311: --------------------------------------------------------------------------
311: --------------------------------------------------------------------------
311: mpirun detected that one or more processes exited with non-zero status, thus causing
311: the job to be terminated.
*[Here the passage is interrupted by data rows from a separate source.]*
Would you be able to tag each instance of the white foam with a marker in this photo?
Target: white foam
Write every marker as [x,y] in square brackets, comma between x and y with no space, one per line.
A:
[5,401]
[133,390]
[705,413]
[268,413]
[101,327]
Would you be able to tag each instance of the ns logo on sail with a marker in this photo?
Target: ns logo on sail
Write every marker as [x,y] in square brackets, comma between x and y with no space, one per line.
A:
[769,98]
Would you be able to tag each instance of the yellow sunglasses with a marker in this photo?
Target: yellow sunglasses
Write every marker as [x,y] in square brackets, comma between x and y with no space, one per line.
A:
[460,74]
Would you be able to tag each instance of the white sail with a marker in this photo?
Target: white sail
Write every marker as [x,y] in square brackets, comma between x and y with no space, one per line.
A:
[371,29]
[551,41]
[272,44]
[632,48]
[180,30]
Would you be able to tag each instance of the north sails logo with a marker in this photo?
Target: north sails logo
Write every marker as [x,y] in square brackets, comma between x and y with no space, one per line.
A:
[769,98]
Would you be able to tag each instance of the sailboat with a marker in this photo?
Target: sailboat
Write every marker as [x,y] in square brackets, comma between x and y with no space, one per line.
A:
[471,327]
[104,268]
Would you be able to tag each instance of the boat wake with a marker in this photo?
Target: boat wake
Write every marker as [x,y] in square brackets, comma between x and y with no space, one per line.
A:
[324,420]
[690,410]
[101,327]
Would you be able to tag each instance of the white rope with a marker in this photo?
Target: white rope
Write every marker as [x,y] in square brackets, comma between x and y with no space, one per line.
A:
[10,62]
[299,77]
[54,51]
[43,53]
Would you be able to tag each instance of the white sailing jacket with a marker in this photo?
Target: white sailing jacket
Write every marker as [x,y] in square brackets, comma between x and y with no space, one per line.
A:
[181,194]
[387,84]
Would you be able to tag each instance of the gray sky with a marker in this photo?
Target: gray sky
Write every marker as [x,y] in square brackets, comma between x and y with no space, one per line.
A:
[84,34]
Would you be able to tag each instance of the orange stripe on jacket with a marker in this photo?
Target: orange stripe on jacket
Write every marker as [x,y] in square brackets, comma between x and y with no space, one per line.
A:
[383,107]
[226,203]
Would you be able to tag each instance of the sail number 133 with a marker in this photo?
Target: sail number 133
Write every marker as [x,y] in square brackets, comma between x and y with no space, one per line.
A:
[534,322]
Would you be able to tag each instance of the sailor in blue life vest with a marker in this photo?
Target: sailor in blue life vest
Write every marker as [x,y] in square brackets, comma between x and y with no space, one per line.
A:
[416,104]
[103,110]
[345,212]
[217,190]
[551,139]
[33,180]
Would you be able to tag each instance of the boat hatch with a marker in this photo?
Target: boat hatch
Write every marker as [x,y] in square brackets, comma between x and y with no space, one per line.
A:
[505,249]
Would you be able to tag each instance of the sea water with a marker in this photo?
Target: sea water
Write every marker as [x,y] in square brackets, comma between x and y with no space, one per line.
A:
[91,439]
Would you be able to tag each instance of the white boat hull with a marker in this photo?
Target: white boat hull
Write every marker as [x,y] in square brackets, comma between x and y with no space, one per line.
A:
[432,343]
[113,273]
The first process to do so was:
311:
311: Process name: [[23552,1],0]
311: Exit code: 1
311: --------------------------------------------------------------------------
311: Run command:
311: ['/home/yzelman/Documents/lpf/build/lpfrun_build', '-engine', 'mpirma', '-n', '1', '/home/yzelman/Documents/lpf/build/tests/functional/func_bsplib_hpget_many_mpirma_Release_debug', '--gtest_filter=API.func_bsplib_hpget_many', '--gtest_also_run_disabled_tests', '--gtest_output=xml:/home/yzelman/Documents/lpf/build/junit/mpirma_func_bsplib_hpget_many_mpirma_Release_debug']
311: Test returned code = 1
311: Test /home/yzelman/Documents/lpf/build/tests/functional/func_bsplib_hpget_many_mpirma_Release_debug--gtest_filter=API.func_bsplib_hpget_many
311: returned 1
311: expected return code was: 0
1/1 Test #311: mpirma_API.func_bsplib_hpget_many ...***Failed 2.78 sec
0% tests passed, 1 tests failed out of 1
Total Test time (real) = 2.88 sec
The following tests FAILED:
311 - mpirma_API.func_bsplib_hpget_many (Failed)
Errors while running CTest
Output from these tests are in: /home/yzelman/Documents/lpf/build/Testing/Temporary/LastTest.log
Use "--rerun-failed --output-on-failure" to re-run the failed cases verbosely.
Note that the test failures include #45 which is very likely a separate issue from this one. Resolving this issue may also resolve issue #42 (the OpenMPI implementation used there did not print the above referred-to clear error message). Note that this issue also includes issues with the hybrid engine -- this is because the hybrid engine, due to a lack of an ibverbs NIC, uses mpirma-- so it is likely resolving this issue for mpirma will resolve it for hybrid also.